Ces exigences extérieures maintiennent l’homme dans la réalité du monde et le soutiennent dans la sienne propre. En disparaissant, elles le réduisent à n’être qu’un point sans épaisseur, siège d’une volonté abstraite et d’une intelligence désincarnée, proche de l’«intelligence artificielle» des ordinateurs.

Et comme les ordinateurs sont plus puissants, plus rapides et plus «intelligents», ils se substituent progressivement à l’homme. Intermédiaire entre le singe et la machine, celui-ci est la pièce faible du dispositif. Il est trop émotionnel, trop imprécis, trop personnel. Il dort, prend des congés et des vacances, revendique, cependant que la machine travaille jour et nuit, mieux que lui et sans jamais récriminer.

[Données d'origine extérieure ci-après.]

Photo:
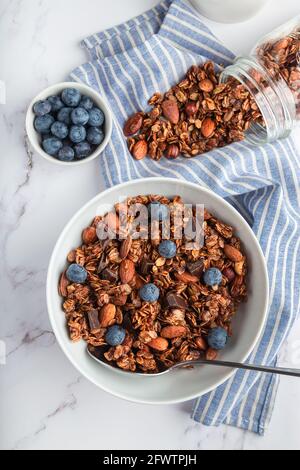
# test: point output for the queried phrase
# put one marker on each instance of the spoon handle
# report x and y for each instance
(237, 365)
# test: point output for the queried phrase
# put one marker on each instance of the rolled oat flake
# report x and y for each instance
(272, 75)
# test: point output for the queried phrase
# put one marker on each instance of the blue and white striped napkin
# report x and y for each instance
(152, 52)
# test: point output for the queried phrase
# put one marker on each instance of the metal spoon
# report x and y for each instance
(201, 362)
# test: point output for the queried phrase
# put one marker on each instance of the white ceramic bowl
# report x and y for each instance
(176, 386)
(35, 138)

Le plus significatif, c’est que lui-même juge les machines meilleures que lui. Il s’efforce donc d’agir comme il pense que la machine agirait. Ce qu’il décide ne découle plus d’une appréciation personnelle, mais d’un éventail de chiffres statistiques. Cela lui permet, si le résultat est mauvais, d’être couvert par rapport à ses supérieurs.

Dans la mesure où l’homme est convaincu que son avenir est de ressembler à une machine et de se soumettre à celles qui l’entourent, il n’y a pas de raison pour que ses chefs se conduisent mieux avec lui qu’avec elles.

C’est dans cet esprit que l’évolution de l’école, par exemple, marginalise peu à peu l’enseignant et le réduit au rôle d’animateur de méthodes scientifiquement élaborées. C’est dans cet esprit aussi que la FIFA a incorporé le recours arbitral à la vidéo, dont les mille yeux et la mémoire totale sont censément plus fiables qu’un œil d’arbitre. On remarquera que, dans ces deux exemples, le fric joue un rôle marginal. L’important, c’est la place que l’homme y prend, ou plutôt y perd.

Aujourd’hui, le fric a perdu toute réalité matérielle pour devenir une abstraction numérique. Les banques centrales en fabriquent des quantités illimitées sans que cela corresponde à la moindre production de richesses agricoles ou industrielles. Ce fric exponentiel et vide engendre des désirs insensés et des ambitions infinies.

Mais il n’est pas la cause principale de la dégradation des relations du travail. Il n’en est que l’expression terrifiante. La  cause est idéologique d’abord.